А это было никакое не дьявольское искушение, а обычный страх парня из провинции (точнее, из Жар близ Жагани, как Анджей не раз с гордостью сообщал). Так я, во всяком случае, это себе объясняю: он вдруг почувствовал, что оказался в тюрь-ме, так сказать, с голой задницей. Получилось, что блестящая молодежь, с которой он уже несколько лет охотно общался и которая его ценила — он обрел там любовь красивой девушки и завороженную его красноречием публику (например, меня), — втянула его в ситуацию, которая могла иметь печальные последствия. У нас был семейный тыл, какая-никакая защита (подозреваю, что так он рассуждал), а он был подобен Жюльену Сорелю, человеку ниоткуда.
Ты знаешь, что, когда его выпустили, он прямо из тюрьмы на Раковецкой отправился к нам домой? Не только потому, что мы дружили, но и потому, что восхищался моей матерью. Она рассказывала, что, пока мы сидели, Анджей часто приходил и разговаривал с ней — самого его арестовали довольно поздно, кажется, только в июне. Это тоже важно, потому что, став свидетелем нараставшей волны мочаровской пропаганды (которая прошла мимо нас, находившихся в тюрьме), он, как это называется на языке полицейских допросов, «сломался». Однако то, что он заявил, когда, оказавшись на свободе, пришел к нам домой, поразительно.
Он произнес слова, которые я помню до сих пор: «Ты был в этой среде вторым человеком после Михника и должен очиститься». А от чего я, черт возьми, должен очиститься? И перед кем?
Это был — и, вероятно, по-прежнему таковым является — до мозга костей интеллигентный человек. Какая же каша должна была образоваться в голове, чтобы начать говорить такие глупости! Я тогда подумал, что, наверное, он в тюрьме немного повредился умом. Лишь спустя несколько часов я осознал, насколько Анджей был не в себе, потому что он оставил у нас экземпляр своего воззвания. Моей матери он тогда также сказал: «Пани Ханя, я вышел [из тюрьмы] мочаровцем». И вообще начал свой визит поистине шутовским гамбитом: «Я один против города» — это, кажется, цитата из Бальзака или, может, из Золя… Он явно забыл, что «город» сидел тогда в тюрьме, а он это свое мужество быть «против» демонстрировал под прикрытием госбезопасности.
Чистой воды литература, как говорят в таких случаях французы. Только это была литература второсортная, бульварный роман. Я так подробно об этом рассказываю, потому что обнаружил в своих бумагах несколько страниц текста, который послал Гедройцу вскоре после отъезда из Польши — когда еще хорошо помнил визит Анджея. Гедройц подумывал тогда, не напечатать ли воззвание Менцвеля в парижской «Культуре».

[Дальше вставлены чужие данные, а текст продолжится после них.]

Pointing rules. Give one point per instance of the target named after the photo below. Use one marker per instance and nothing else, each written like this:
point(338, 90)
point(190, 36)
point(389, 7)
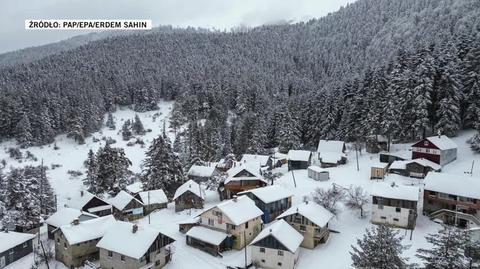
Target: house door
point(2, 262)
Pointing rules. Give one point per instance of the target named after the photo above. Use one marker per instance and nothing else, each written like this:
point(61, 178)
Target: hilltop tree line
point(354, 72)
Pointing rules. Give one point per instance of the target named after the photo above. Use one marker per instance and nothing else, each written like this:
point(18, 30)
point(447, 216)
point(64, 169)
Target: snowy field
point(334, 254)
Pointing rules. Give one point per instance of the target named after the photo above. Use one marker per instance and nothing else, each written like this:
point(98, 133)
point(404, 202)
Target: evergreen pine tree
point(380, 248)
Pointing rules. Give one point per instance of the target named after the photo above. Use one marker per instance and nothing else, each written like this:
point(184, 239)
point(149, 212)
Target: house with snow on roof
point(152, 200)
point(76, 243)
point(299, 159)
point(66, 216)
point(394, 205)
point(331, 153)
point(276, 246)
point(131, 246)
point(272, 200)
point(236, 223)
point(14, 246)
point(87, 202)
point(126, 207)
point(311, 220)
point(240, 178)
point(438, 149)
point(453, 199)
point(417, 168)
point(202, 173)
point(189, 195)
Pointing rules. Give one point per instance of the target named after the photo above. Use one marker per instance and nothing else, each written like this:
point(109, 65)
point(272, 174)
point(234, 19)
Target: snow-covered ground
point(334, 254)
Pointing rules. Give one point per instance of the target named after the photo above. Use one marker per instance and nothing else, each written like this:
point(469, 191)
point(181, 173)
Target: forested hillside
point(398, 68)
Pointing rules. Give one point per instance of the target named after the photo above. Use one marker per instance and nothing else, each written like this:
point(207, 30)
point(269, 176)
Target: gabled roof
point(330, 146)
point(283, 232)
point(87, 230)
point(239, 210)
point(121, 200)
point(312, 211)
point(453, 184)
point(201, 171)
point(394, 191)
point(67, 215)
point(255, 158)
point(269, 194)
point(442, 142)
point(234, 171)
point(9, 239)
point(135, 188)
point(299, 155)
point(191, 186)
point(121, 239)
point(153, 197)
point(207, 235)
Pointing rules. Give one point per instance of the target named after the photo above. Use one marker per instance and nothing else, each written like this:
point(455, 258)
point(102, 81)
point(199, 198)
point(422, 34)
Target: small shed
point(208, 240)
point(318, 173)
point(378, 170)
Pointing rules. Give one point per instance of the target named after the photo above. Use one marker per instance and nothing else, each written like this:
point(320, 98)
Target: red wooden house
point(438, 149)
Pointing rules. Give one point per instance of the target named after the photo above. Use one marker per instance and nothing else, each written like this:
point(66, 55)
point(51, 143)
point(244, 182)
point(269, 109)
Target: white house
point(394, 205)
point(277, 246)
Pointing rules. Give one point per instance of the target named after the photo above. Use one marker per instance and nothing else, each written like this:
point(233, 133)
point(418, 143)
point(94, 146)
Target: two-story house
point(272, 200)
point(311, 220)
point(239, 219)
point(276, 246)
point(452, 198)
point(395, 205)
point(131, 246)
point(76, 242)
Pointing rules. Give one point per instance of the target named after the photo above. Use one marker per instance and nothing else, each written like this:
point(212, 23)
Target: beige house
point(311, 220)
point(276, 247)
point(131, 246)
point(239, 219)
point(75, 243)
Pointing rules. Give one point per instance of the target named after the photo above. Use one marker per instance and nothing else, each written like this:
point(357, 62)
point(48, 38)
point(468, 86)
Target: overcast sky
point(219, 14)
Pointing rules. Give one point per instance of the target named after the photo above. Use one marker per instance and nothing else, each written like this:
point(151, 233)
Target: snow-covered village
point(256, 137)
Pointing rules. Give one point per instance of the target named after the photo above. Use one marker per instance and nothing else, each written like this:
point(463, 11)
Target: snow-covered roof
point(135, 188)
point(207, 235)
point(191, 186)
point(121, 239)
point(283, 232)
point(66, 216)
point(9, 240)
point(331, 157)
point(442, 142)
point(87, 230)
point(153, 197)
point(201, 171)
point(234, 171)
point(121, 200)
point(460, 185)
point(379, 165)
point(298, 155)
point(270, 194)
point(312, 211)
point(239, 210)
point(396, 191)
point(330, 146)
point(255, 158)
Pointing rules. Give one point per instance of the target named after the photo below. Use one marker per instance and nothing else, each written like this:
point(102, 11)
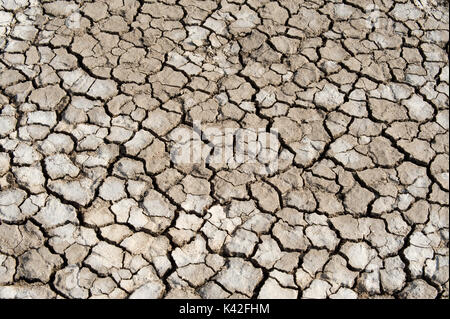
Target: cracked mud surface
point(93, 206)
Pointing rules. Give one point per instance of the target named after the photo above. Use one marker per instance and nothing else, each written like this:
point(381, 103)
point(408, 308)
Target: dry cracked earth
point(94, 204)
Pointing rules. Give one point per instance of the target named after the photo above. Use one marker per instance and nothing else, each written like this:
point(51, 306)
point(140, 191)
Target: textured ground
point(95, 96)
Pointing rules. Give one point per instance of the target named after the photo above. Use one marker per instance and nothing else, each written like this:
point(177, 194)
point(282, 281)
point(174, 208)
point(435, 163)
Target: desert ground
point(224, 149)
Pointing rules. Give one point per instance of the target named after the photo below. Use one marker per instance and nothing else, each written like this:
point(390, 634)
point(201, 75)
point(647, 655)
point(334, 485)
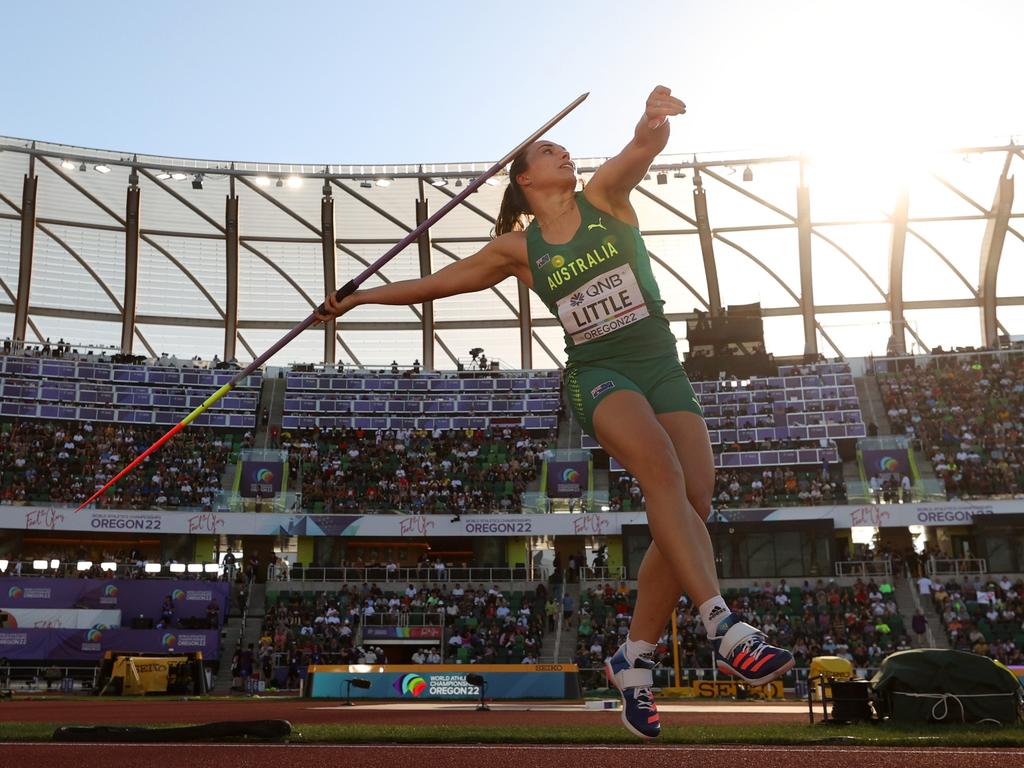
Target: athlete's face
point(547, 163)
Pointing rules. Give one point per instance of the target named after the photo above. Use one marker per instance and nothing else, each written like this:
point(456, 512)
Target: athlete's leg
point(627, 427)
point(657, 593)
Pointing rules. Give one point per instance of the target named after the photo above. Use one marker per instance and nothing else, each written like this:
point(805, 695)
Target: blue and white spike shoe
point(634, 683)
point(743, 651)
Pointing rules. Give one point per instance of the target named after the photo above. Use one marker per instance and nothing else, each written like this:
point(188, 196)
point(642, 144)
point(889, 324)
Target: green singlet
point(601, 289)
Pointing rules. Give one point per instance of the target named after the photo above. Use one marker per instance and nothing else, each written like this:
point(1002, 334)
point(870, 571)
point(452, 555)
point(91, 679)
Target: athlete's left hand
point(660, 105)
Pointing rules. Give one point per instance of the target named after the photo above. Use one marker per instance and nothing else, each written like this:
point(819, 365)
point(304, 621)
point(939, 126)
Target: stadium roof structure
point(224, 257)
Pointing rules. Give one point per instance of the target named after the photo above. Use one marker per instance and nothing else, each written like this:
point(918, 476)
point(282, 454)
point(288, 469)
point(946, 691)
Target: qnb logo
point(411, 684)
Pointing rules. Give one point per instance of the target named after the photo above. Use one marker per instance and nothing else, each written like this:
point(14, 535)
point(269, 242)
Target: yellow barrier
point(144, 675)
point(727, 689)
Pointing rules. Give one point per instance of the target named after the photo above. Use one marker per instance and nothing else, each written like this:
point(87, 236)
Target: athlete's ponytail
point(514, 205)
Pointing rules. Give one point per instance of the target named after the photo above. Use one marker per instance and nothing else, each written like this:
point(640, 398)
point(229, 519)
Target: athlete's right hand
point(334, 308)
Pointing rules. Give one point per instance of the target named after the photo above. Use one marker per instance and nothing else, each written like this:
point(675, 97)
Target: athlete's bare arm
point(609, 188)
point(503, 257)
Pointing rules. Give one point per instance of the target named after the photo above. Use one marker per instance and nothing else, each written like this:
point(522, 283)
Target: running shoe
point(743, 651)
point(634, 683)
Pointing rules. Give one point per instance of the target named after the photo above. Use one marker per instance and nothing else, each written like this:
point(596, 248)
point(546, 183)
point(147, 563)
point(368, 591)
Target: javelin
point(346, 290)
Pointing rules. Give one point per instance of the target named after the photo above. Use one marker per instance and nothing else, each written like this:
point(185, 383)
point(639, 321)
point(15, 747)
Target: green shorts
point(662, 380)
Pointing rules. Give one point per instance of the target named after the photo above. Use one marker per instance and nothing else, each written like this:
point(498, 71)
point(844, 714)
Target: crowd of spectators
point(983, 614)
point(418, 471)
point(98, 353)
point(860, 623)
point(969, 418)
point(734, 488)
point(482, 625)
point(67, 462)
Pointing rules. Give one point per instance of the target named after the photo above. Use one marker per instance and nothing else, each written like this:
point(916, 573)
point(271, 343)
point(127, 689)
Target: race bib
point(605, 304)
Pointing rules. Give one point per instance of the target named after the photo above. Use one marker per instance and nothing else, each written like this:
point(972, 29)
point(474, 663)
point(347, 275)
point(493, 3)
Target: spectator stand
point(528, 399)
point(790, 423)
point(64, 462)
point(415, 470)
point(97, 391)
point(983, 614)
point(964, 410)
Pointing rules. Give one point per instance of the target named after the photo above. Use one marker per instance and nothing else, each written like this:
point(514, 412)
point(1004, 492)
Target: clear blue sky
point(395, 82)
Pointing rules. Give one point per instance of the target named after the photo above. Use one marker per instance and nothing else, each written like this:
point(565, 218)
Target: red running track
point(470, 756)
point(76, 711)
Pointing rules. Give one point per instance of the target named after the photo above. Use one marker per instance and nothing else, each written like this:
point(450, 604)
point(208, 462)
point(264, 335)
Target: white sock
point(634, 648)
point(712, 612)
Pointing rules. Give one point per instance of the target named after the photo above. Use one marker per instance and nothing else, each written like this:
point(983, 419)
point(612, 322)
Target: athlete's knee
point(660, 470)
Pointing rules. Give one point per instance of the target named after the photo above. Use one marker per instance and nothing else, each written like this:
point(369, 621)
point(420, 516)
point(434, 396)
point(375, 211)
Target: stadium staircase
point(567, 637)
point(233, 635)
point(908, 601)
point(870, 402)
point(271, 396)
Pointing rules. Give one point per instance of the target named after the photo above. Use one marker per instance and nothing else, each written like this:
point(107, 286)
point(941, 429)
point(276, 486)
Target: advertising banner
point(446, 681)
point(567, 479)
point(132, 598)
point(420, 526)
point(260, 478)
point(885, 462)
point(58, 619)
point(89, 645)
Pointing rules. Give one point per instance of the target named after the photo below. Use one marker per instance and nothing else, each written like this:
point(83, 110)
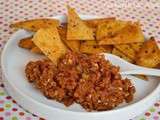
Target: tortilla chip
point(149, 54)
point(121, 55)
point(119, 32)
point(95, 22)
point(143, 77)
point(92, 49)
point(36, 24)
point(76, 28)
point(136, 46)
point(74, 45)
point(49, 42)
point(26, 43)
point(126, 50)
point(89, 42)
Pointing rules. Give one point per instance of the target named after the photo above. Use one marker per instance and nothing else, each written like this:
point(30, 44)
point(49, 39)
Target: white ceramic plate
point(13, 63)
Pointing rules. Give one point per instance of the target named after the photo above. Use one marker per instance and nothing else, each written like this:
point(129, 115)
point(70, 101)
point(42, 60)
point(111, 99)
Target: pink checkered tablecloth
point(145, 11)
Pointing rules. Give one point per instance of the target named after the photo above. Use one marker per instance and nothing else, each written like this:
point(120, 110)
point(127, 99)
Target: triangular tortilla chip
point(71, 44)
point(136, 46)
point(36, 24)
point(49, 42)
point(119, 33)
point(76, 28)
point(89, 42)
point(95, 22)
point(149, 54)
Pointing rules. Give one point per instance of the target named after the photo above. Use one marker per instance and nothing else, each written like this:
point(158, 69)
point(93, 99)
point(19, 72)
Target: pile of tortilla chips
point(122, 38)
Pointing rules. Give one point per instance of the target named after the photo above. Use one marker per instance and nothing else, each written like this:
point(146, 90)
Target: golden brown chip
point(36, 24)
point(72, 44)
point(26, 43)
point(126, 50)
point(121, 55)
point(76, 28)
point(94, 22)
point(49, 42)
point(89, 42)
point(136, 46)
point(149, 54)
point(119, 32)
point(92, 49)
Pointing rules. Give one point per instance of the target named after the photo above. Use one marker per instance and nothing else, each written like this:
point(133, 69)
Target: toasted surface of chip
point(89, 42)
point(149, 54)
point(76, 28)
point(72, 44)
point(119, 32)
point(95, 22)
point(92, 49)
point(26, 43)
point(121, 55)
point(35, 24)
point(136, 46)
point(49, 42)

Мать. В свой день рождения, 1 августа, я оказался дома. Я запомнил, потому что с этого дня мне должны были изменить паек. Когда я попал в тюрьму, мне еще не исполнилось двадцати одного года, так что, будучи так называемым малолеткой, я получал ежедневно бóльшую порцию хлеба и еще что-то. После дня рождения ситуация должна была поменяться.
Как и все родители арестованных, она делала все возможное и невозможное. Мама была в ужасе. В конце концов она пошла просить помощи к Вацлаву Барчиковскому, который в молодости был стажером-адвокатом у моего дедушки, а потом, в межвоенный период, известным левым адвокатом, одним из защитников во время Брестского процесса. На заре Народной Польши он был важной фигурой, близким соратником Берута[131]. К 1968 году он оказался уже вне игры, но когда позвонил в прокуратуру, — рассказывала мать, — трубку моментально снял генеральный прокурор.
Благодаря Барчиковскому мать сначала получила свидание и принесла мне в тюрьму очки, ну и, наверное, благодаря ему добилась, чтобы меня выпустили раньше других. Это было перед самым вторжением в Чехословакию. События в Чехословакии тоже имеют значение, потому что потом все затормозилось, пошло вспять. Освобождения, процессы, амнистия… Большинство моих друзей — кроме Адама и нескольких других, кого держали до самых процессов, — вышли из тюрьмы осенью.
Конечно, с теми, кто был на свободе, мы встречались и разговаривали. А с теми, кто сидел, связи не было. Зато общались наши родители. Читали друг другу письма из тюрьмы — разумеется, прошедшие и тюремную цензуру, и автоцензуру, но все же свидетельствовавшие о том, что мы живы. Моя мать, когда я сидел, ходила к пани Перской, матери Олека, и пани Карпиньской, матери Якуба, они обменивались информацией, складывая из этих обрывков какую-то реальную картину того, что происходило в тюрьме.